This December 9th is the due date of a woman I will probably never meet. She lives (“lives”!? — “exists”) in a tarpaulin-tent in some woods behind a convenience store, in a Maryland town a few miles north of where I sit right now. Few of our clients are expectant women, but it’s not unheard of.
Our homelessness-outreach team has been working with this woman for months, trying to get her to seek safety for herself, for her baby. When I heard about her last August, I — Suburban Mother of Carefully Tended Children — rather blithely assumed that she would find some place to land, to have her baby. I don’t celebrate Christmas but I kind of believe in the Christmas Story, you know? No room in the inn, okay, but surely there is a warm manger nearby?
A recent conversation with Sue, Bethesda Cares’ Executive Director, brought me up short.
Sue was walking up and down the halls of our offices, making sure no staffer had information more current than hers. “Best places for someone with no money having a baby? Anyone? Anything new I don’t know about?” She was waiting to text any stone discovered unturned to our outreach team, who was out in the field, literally, in contact with the woman.
“Can’t she go to a shelter?” I asked, still the rookie. I hit my keyboard, typing frantically, searching for answers, emailing friends for ideas. I barely looked up as I kicked into high gear, ready to find a safe path for this mother-to-be. “Why isn’t she in a shelter? Shouldn’t she be in a shelter?”
Sue said, “Nope. She went to women’s shelter a while ago, hated it; too crowded, too desperate. She didn’t feel safe. Won’t go back. I’m looking for a bed for her at X House,” she said, naming a more home-like emergency shelter, “but I have to convince them that imminent child birth constitutes an emergency.”
*****
In my job, I interact with a lot of people in unreasonable amounts of pain and despair every single workday, and let me tell you, I bear that pain because what I bear in listening is not even in the galaxy of bearing what they are experiencing. But this particular conversation brought out the mama bear in me, so as our work day moved on, I kept pestering Sue with approaches, ideas and what I hoped were innovative suggestions for this woman, until Sue finally sat me down for a chat.
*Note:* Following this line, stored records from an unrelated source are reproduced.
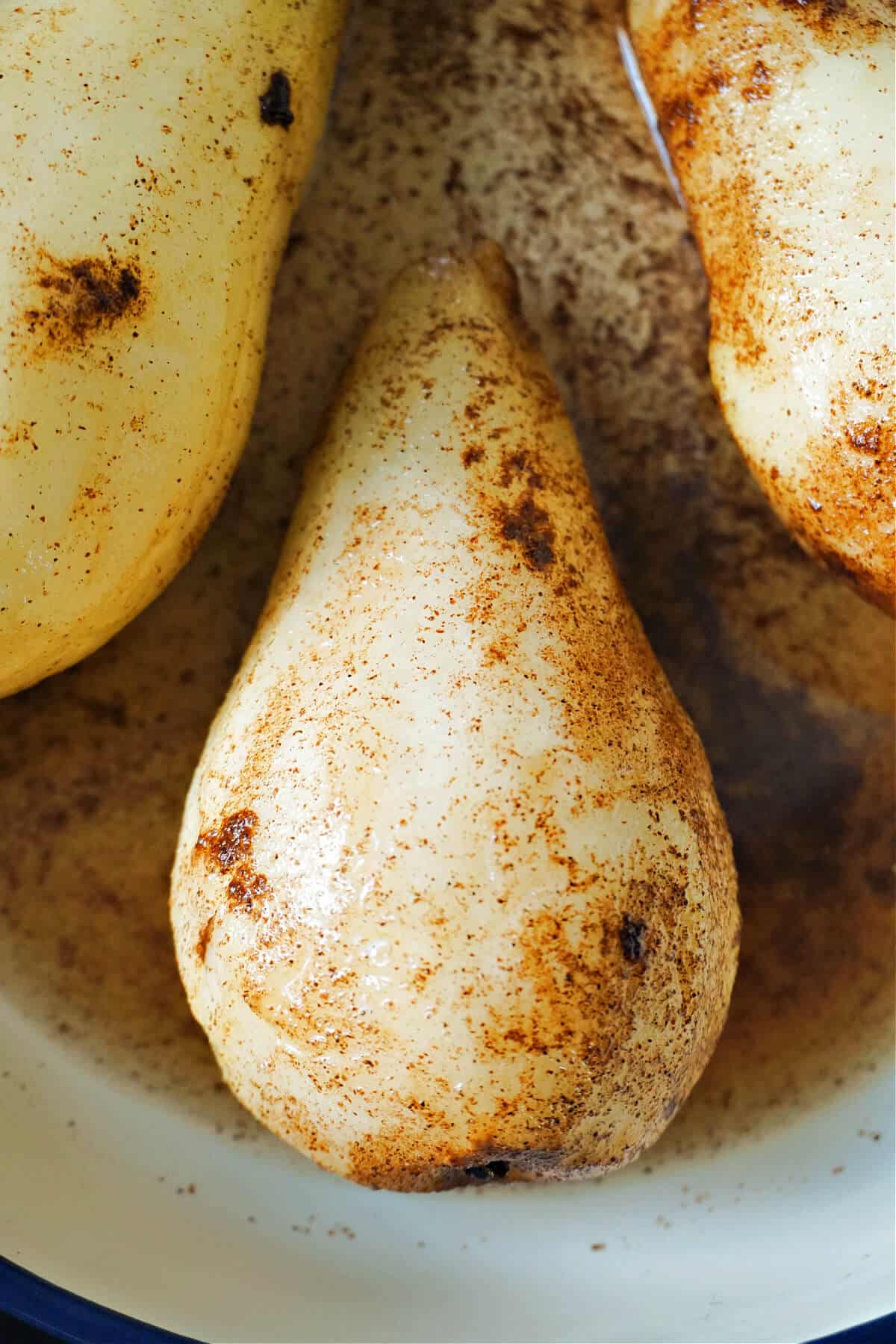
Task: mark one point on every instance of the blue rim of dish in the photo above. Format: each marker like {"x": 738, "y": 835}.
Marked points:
{"x": 40, "y": 1303}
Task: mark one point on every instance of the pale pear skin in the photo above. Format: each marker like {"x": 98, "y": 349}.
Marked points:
{"x": 780, "y": 121}
{"x": 454, "y": 898}
{"x": 144, "y": 205}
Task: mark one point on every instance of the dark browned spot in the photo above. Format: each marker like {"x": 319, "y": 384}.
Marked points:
{"x": 202, "y": 942}
{"x": 514, "y": 465}
{"x": 246, "y": 887}
{"x": 867, "y": 437}
{"x": 491, "y": 1171}
{"x": 632, "y": 939}
{"x": 230, "y": 847}
{"x": 231, "y": 843}
{"x": 529, "y": 527}
{"x": 274, "y": 102}
{"x": 84, "y": 296}
{"x": 759, "y": 84}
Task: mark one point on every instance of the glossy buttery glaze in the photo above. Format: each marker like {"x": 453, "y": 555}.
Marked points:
{"x": 780, "y": 120}
{"x": 143, "y": 215}
{"x": 516, "y": 121}
{"x": 454, "y": 895}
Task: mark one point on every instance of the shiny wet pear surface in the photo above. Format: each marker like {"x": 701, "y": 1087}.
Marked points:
{"x": 453, "y": 886}
{"x": 149, "y": 171}
{"x": 780, "y": 121}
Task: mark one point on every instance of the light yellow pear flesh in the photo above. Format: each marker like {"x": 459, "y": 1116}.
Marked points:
{"x": 780, "y": 121}
{"x": 144, "y": 205}
{"x": 454, "y": 897}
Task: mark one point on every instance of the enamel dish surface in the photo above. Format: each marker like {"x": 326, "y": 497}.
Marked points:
{"x": 766, "y": 1213}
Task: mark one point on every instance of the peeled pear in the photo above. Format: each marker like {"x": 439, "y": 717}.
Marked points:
{"x": 778, "y": 117}
{"x": 454, "y": 898}
{"x": 151, "y": 159}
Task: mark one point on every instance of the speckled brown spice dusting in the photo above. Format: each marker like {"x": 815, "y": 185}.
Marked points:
{"x": 274, "y": 102}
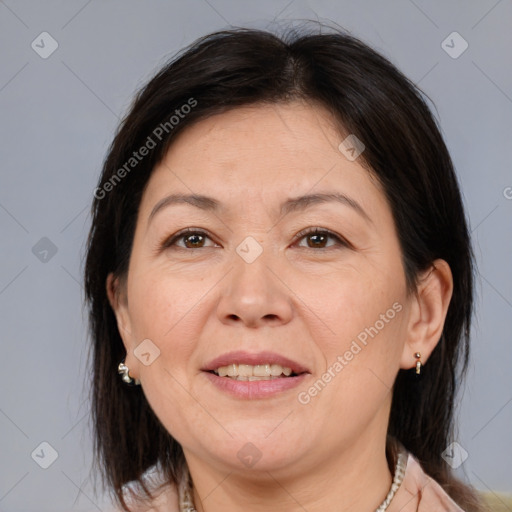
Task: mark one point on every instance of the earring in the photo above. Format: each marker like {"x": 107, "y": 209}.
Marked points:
{"x": 417, "y": 355}
{"x": 123, "y": 369}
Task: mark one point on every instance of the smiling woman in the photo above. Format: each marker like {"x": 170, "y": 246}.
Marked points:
{"x": 287, "y": 274}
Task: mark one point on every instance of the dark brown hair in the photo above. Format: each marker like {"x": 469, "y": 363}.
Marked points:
{"x": 371, "y": 99}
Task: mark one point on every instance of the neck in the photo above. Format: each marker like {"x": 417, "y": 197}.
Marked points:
{"x": 352, "y": 478}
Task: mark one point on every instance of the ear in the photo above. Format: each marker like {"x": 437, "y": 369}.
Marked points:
{"x": 428, "y": 313}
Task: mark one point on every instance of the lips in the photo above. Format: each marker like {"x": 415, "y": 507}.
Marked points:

“Amy,” Sue said. “We will do whatever we can to keep her and that baby safe, we are doing all that we can,” she said, and then paused. “Look. You have to realize something, and I know that this is hard to hear,” she hesitated, searching for words, maybe in response to my frozen expression, maybe in anticipation of what she was about to say: “But the fact is that pregnancy is not always a warm, fuzzy experience, with a soft yellow blanket at the end of it. This woman we’re trying to help today. This pregnant woman, she drinks, she smokes, she does who-knows-what. She just does not think about having a ‘baby.’ For her, pregnancy is basically a temporary medical condition to endure, and to somehow deal with. Birth, baby, done. The way she is living, she does not think in terms of the future. She just can’t. She struggles to get through each day. And each day, right now, includes a swelling belly. That’s really all she can face.”
“But what about the baby? What happens to the baby?” I asked, my voice rising. “Is she going to raise the baby in the woods? She can’t raise a baby living under a tarp. Do you know what the temperature is today? Can’t, like, the police do something?”
“Like, arrest her for being homeless and pregnant?” Sue gave me a very small smile and let a silence settle between us before she spoke again. “We’re doing everything we can to bring her into a safe space. She said she’s planning to give the child up for adoption. We’re trying to steer her there.”
Sue waited as I sat there, stricken, processing.
******
As I type this post, three days later, I’m still working on it.